The truth is simpler: regular Canadians don’t read CanLit because it doesn’t speak to them. It speaks to the internal concerns of the literary class, their politics, their moral preoccupations, their endless recycling of the same narrow set of themes. The scene rewards stylistic conformity and ideological orthodoxy. Step outside that lane, and you’ll be frozen out of the prize lists, the review pages, and the speaking invitations. This is why, for decades, Canadian readers have turned instead to American, British, and increasingly international voices, writers who aim to tell a compelling story, not just to impress a jury.
The Giller could have been different. It could have embraced literary excellence in a way that included popular appeal. It could have celebrated a broad vision of Canadian writing, one that welcomed thrillers, science fiction, historical epics, and humour alongside the standard literary fare. Instead, it became another instrument for the insular tastes of the cultural establishment. And when the political storm came, that establishment proved itself incapable of defending either the prize’s founder or the idea that literature should rise above factional politics.
Where does this leave Canadian literature? Adrift, increasingly irrelevant, and vulnerable. The Giller’s partial concession, stripping Scotiabank’s name from the prize while keeping the money, satisfies no one. The activists still see it as tainted. The bank sees diminished brand value. The literary insiders continue to posture while relying on the very structures they denounce. And the public? They have tuned out.

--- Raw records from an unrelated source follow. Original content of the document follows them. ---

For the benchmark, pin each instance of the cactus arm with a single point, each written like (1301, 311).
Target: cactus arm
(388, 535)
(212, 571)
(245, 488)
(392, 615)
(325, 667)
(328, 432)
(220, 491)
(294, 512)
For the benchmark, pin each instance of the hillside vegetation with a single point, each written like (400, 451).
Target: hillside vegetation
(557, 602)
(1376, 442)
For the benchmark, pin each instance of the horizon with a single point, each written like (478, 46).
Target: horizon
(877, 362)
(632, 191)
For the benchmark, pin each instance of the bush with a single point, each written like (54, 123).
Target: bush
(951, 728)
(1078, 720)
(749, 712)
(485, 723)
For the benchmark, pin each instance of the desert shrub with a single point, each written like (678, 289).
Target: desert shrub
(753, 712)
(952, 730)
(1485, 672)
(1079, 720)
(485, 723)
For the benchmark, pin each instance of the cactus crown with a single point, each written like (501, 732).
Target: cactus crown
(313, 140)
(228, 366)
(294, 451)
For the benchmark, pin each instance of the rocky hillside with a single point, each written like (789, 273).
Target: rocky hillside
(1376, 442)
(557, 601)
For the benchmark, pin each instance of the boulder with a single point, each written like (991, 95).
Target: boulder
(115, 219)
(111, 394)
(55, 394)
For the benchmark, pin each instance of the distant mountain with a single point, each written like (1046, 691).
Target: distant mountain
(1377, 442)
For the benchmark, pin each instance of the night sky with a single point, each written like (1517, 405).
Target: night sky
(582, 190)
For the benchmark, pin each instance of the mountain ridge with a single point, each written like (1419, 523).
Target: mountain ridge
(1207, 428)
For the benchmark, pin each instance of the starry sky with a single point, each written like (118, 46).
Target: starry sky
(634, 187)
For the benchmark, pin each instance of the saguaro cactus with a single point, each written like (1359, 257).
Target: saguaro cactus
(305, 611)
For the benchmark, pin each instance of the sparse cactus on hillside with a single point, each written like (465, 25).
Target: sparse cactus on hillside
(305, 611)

If CanLit wants to survive as something more than a subsidized hobby for a narrow class, it needs to get serious about earning its audience. That means publishing and promoting books people actually want to read. It means defending universal values, including a zero-tolerance stance on antisemitism. It means breaking the suffocating grip of the cultural gatekeepers and allowing Canadian literature to be as diverse in genre and style as Canadians are in their tastes.
Until that happens, celebration of Canadian storytelling will be reduced to a stage for performative outrage, elite self-congratulation, and books destined for remainder bins. And CanLit will continue its slow, self-inflicted drift into irrelevance, applauding itself all the way down.